ESPE Abstracts

Introduction: Noonan syndrome (NS) is one of a group of diseases known as rasopathies, which share a common molecular substrate: alterations in the RAS-MAPK signaling pathway. NS is characterized by clinical and genetic heterogeneity. Up to 50% of cases are caused by variants in the PTPN11 gene, although more than 10 genes have been identified as involved in the pathogenesis of this disease with marked clinical overlap.

Objectives: To establish phenotypic differences in patients with NS based on whether it is caused by PTPN11 or another gene.

Materials and Methods: Retrospective observational study that included all patients diagnosed with NS (genetic and/or clinical) between 2005 and 2022 in the Paediatric Endocrinology unit of a single tertiary health care centre. The IBM SPSS software package was used for statistical analysis, using the chi-square test for quantitative variables, and Fisher's exact test when expected values were <5.

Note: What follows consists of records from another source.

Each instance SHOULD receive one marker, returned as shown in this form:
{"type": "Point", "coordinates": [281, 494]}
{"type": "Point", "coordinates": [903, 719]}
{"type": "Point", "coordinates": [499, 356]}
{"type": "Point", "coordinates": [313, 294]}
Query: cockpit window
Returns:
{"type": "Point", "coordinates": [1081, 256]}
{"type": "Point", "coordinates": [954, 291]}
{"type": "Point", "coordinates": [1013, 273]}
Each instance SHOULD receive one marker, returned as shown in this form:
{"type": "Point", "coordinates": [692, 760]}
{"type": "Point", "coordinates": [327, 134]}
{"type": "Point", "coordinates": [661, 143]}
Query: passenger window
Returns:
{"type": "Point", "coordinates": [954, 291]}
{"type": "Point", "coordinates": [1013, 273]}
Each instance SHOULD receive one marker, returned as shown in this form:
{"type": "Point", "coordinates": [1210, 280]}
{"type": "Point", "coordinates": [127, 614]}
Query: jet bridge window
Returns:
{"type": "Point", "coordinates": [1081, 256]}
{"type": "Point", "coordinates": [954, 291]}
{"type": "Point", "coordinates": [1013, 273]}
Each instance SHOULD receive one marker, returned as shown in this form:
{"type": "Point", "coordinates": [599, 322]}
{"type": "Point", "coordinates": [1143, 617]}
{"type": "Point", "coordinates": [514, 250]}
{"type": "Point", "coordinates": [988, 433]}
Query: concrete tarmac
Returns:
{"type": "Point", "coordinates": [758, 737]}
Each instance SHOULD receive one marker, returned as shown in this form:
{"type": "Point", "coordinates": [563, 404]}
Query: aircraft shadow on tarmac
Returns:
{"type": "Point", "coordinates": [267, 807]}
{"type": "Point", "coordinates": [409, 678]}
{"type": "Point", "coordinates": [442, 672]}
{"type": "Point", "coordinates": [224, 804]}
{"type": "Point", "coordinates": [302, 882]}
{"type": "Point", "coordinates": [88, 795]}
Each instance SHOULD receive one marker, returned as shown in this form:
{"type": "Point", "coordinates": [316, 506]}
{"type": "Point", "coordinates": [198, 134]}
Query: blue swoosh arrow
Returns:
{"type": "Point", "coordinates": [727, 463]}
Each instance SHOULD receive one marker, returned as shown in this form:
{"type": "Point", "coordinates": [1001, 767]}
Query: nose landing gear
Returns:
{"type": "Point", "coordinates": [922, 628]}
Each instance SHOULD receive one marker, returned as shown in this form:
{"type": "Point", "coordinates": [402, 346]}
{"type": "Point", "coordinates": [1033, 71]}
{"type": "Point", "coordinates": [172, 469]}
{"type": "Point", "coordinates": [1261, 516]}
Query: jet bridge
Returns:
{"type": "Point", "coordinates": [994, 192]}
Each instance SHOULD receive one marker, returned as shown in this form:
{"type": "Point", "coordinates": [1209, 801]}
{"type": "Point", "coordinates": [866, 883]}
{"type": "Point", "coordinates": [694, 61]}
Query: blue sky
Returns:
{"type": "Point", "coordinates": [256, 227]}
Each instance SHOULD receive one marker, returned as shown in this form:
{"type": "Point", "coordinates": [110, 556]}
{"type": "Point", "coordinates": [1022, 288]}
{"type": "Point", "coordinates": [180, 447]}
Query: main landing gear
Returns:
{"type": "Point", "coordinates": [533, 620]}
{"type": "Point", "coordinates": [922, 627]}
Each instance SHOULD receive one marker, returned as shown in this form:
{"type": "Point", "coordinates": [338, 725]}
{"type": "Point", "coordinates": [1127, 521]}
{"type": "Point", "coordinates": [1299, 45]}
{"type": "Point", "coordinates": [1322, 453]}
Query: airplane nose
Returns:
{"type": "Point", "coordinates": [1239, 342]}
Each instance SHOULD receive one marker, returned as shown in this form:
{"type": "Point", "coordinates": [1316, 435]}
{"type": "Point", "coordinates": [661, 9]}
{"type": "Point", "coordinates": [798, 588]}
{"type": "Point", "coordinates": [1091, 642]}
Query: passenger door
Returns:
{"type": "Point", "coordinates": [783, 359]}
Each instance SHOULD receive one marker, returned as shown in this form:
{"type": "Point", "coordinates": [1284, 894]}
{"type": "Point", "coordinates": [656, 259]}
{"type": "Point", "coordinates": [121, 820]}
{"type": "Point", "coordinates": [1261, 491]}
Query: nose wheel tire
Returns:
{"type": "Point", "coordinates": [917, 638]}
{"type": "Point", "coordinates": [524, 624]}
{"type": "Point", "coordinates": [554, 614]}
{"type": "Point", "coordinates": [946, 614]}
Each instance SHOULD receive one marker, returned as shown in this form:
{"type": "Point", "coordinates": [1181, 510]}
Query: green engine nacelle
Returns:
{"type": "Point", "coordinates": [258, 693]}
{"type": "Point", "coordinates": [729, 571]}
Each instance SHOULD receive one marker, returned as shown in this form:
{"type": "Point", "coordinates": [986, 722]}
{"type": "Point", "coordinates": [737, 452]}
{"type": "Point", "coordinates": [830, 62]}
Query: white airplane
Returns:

Results: A total of 56 patients were included, with a median age at diagnosis of 4.3 years (IQR 1.4-10.4). The genetic cause was identified in 53 patients (94.6%), with 34 of them having variants in PTPN11 (66.1%), 5 in SOS1 and RIT1 (8.9% respectively), 2 patients in RAF1 (3.6%) and one patient in KRAS, MAP2K1, RASA2, and LZTR1 (1.8% respectively). Regarding clinical features, 75.5% of patients had typical facial features. 89.3% had some type of cardiovascular abnormality, with pulmonary stenosis (62.5%) and hypertrophic cardiomyopathy (8.9%) being the most frequent and characteristic. Short stature was observed in 55.3% of patients, with 55% of them receiving growth hormone treatment. Other less characteristic abnormalities included lymphatic disorders (21.4%), cryptorchidism (80%), palmoplantar keratosis (23.2%), musculoskeletal anomalies (76.8%), and hematologic abnormalities (23.3%). The statistical association of all phenotypic characteristics with the presence or absence of mutation in PTPN11 was studied. Only a significant result was obtained in the association of low height and mutation in PTPN11 (P=0.022).

Conclusions: Since NS is an entity with great clinical variability and all known causative genes participate in the same signaling pathway, it is difficult to establish phenotypic differences based on the affected gene. The phenotypic overlap described in the literature is confirmed.